# L'Apple Watch ne demande plus de code ..



## Titanium31 (20 Décembre 2015)

Bonjour
Depuis un certain temps et dans certaines circonstances mon Apple Watch me demande plus le code pour le déverrouiller.
Pour cela il suffit de par exemple retirer sa montre du poignet attendre quelques secondes la remettre et au lieu de taper le code appuyer sur le la couronne digitale. Au bout de quelques minutes dans mon cas je la retrouve toute déverrouillée  sans que je n'ai tapé de code...

Avez vous ce même comportement (version officielle 2.1 13S661)

Titanium


----------



## Deleted member 284611 (20 Décembre 2015)

Il suffit de déverrouiller son iPhone pour deverouiller sa montre aussi... Si tu portes ta montre, verrouillée, le simple fait d'ouvrir ton iPhone deverouille la montre...


----------



## Titanium31 (20 Décembre 2015)

Eh bien je viens d'apprendre quelque chose... J'avais jamais remarqué avant cela , est ce spécifique à WatchOS 2 ?

Sinon merci Moumou92


----------



## Deleted member 284611 (20 Décembre 2015)

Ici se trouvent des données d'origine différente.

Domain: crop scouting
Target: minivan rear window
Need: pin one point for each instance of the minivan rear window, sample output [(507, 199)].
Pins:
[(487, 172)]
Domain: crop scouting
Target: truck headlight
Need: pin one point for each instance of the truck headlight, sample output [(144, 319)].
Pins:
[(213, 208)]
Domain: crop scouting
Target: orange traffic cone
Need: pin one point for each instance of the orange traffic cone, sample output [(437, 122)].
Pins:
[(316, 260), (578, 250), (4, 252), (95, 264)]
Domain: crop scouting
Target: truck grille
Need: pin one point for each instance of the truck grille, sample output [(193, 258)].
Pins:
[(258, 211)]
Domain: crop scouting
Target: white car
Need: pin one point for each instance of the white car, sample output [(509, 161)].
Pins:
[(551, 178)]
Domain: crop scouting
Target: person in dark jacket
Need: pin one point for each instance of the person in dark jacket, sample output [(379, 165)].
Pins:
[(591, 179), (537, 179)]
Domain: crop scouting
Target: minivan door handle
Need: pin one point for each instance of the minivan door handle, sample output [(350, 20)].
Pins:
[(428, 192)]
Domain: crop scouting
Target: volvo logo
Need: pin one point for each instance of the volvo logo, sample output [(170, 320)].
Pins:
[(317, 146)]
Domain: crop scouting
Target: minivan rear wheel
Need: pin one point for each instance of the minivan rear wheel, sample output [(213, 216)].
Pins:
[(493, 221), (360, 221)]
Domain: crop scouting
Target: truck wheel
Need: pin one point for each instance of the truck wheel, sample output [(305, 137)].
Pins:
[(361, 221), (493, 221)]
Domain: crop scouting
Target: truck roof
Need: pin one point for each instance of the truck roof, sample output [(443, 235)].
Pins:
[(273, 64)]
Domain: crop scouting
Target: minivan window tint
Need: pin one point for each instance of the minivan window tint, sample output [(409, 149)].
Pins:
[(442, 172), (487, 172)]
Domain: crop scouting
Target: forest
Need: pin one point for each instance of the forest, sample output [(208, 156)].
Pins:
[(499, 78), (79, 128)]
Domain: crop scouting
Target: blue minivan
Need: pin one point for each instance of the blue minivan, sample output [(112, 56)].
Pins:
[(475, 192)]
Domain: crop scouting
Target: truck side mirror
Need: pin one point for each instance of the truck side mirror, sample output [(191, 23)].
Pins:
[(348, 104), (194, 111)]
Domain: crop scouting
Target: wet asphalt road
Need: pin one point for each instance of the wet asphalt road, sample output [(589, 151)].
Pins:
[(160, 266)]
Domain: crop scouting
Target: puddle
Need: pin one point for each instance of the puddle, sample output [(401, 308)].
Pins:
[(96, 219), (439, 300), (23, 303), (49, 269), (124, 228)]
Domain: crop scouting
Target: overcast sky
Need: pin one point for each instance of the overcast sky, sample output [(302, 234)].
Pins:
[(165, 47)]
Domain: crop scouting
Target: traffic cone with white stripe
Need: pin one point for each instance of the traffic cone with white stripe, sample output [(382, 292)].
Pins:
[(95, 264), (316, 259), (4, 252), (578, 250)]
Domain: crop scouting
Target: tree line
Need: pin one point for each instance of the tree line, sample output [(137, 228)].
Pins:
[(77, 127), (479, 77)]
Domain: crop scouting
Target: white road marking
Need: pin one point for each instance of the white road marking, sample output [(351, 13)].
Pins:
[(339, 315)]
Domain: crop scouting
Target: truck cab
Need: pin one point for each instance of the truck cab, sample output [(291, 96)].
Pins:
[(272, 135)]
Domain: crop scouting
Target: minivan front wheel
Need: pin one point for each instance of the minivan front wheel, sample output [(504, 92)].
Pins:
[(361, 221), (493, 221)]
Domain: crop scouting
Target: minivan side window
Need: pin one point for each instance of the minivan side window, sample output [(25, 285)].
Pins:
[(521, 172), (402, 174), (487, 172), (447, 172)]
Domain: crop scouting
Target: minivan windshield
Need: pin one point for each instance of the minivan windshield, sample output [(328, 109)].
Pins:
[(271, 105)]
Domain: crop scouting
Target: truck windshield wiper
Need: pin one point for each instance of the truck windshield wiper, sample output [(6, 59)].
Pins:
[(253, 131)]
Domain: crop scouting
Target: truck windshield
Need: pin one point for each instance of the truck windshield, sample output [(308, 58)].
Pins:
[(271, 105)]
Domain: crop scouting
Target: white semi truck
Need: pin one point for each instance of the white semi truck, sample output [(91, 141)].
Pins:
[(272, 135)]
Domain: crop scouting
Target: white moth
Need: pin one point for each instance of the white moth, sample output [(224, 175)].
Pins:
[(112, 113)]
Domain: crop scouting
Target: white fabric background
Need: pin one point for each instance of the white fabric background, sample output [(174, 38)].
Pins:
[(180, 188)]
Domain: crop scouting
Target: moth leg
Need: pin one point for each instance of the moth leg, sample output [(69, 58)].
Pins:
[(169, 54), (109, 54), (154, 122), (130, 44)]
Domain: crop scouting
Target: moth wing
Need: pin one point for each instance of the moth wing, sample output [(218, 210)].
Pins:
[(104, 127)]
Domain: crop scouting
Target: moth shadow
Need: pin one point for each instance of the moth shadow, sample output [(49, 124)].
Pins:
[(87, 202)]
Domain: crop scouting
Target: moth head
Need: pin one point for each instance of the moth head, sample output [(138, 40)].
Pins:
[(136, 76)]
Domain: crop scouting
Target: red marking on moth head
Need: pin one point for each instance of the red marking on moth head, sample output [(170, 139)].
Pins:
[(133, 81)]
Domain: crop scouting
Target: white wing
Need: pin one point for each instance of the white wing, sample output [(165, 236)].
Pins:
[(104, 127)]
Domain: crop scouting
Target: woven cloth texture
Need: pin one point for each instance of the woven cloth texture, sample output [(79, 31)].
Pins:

Je ne crois pas, c'était déjà le cas il me semble sur watch os 1...


----------



## Titanium31 (2 Janvier 2016)

Je viens juste de comprendre pourquoi ce comportement.... Le soir je mettais mon iPhone en veille ce qui mettais la watch en veille. De ce fait le seul moyen est de taper le code car un fois en veille la watch ne peut plus en être sorti par l'iPhone...
Le jour où je ne l'ai pas mis en veille je n'ai donc pas eu à taper le code...
Donc sujet clos...
Merci moumou92


----------



## fousfous (2 Janvier 2016)

Comment ça en veille?
Plutôt éteint non?


----------



## Titanium31 (5 Janvier 2016)

Je voulais dire en mode avion ...


----------